Probably the most on-point thing any official has recently said about education in Rhode Island came from Education Commissioner Angelica Infante-Green on a Providence Journal podcast featuring her choice as Providence superintendent, Harrison Peters:

I do worry that we’re going to put adult agendas before children.  So, as we move on, we have to keep our eyes on the prize, and the prize is the education system for the students.  And I’ve been involved in a lot of conversations that are around students, but not totally focused on students.  So, my fear is that we can’t make that transition fast enough so that that agenda stays on the table all the time.

This is a central distinction articulated in this space again and again.  The ultimate, irreducible function of our education system is not currently the education of children, but the interests of the adults involved in the system.
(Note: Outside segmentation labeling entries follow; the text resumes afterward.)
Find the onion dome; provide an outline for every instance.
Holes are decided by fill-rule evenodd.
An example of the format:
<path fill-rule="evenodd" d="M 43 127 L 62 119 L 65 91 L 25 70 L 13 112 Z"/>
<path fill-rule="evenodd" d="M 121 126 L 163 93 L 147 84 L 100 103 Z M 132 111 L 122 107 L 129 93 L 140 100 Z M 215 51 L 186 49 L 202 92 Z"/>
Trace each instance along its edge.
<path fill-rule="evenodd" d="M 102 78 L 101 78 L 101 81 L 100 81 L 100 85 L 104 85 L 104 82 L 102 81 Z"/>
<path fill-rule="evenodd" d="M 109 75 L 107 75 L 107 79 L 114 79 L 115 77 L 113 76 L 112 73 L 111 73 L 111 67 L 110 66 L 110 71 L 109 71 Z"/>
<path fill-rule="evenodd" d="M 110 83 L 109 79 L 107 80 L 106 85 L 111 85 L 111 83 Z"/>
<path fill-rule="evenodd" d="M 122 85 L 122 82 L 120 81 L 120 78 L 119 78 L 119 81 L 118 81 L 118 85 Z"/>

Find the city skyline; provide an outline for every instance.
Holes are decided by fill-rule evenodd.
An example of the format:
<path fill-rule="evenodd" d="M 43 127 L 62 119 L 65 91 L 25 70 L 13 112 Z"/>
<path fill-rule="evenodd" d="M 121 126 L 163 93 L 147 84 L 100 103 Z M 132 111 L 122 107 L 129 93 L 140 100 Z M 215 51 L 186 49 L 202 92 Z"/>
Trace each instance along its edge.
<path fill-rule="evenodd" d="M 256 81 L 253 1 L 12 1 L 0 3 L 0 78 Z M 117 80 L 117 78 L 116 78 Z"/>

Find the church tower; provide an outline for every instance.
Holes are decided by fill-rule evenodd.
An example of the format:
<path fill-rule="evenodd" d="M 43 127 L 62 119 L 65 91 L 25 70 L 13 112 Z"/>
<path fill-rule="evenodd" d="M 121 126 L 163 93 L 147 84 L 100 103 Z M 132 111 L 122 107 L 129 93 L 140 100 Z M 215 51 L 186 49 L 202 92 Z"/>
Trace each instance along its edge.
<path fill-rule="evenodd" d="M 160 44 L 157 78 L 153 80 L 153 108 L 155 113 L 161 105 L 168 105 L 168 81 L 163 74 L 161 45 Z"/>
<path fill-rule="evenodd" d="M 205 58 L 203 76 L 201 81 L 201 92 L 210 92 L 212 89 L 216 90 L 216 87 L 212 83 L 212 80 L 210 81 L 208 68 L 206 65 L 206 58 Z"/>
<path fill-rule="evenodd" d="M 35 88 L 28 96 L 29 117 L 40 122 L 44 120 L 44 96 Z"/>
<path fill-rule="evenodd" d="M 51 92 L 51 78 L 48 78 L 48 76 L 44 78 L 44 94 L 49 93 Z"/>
Every adult interest group within the education system — the teachers, the administrators, the superintendents, the school committees — has advocates to guard their interests when they differ from those of students.  A system that is supposed to be set up to pursue the interests of children generates positions for people whose job it is to advocate for the adults, ultimately leaving student-advocacy to parents, who are not paid full time for their work and who lack the institutional experience to resist being misled by the professionals.

Erika Sanzi mentioned one of these professionals in a recent post on her blog:

Tim Duffy is the executive director of the Rhode Island Association of School Committees and he wants to see underperforming charter schools close. Seems fair, until we consider the fact that he never calls for the closure of district schools that have quite literally failed generations of students and often perform as badly or worse than the charters he’d like to close. It’s outrageous that holding on to the tax dollars children bring the district is more important to him than ensuring all students get the education they deserve. If districts want more money, they should open up the many available seats they conveniently choose to hide.

Duffy’s job is to promote the interests of school administrations, and they do not see it as in their interest to diffuse their resources and authority to schools that are partially independent.  Just so, school administrations also would not see it as in their interest to have a policy that spotlighted and targeted their own failures.

The only way to check all of these special interests is to empower parents directly by giving them access to school choice.  We’ll see whether our education commissioner can follow the thread of her insight that far.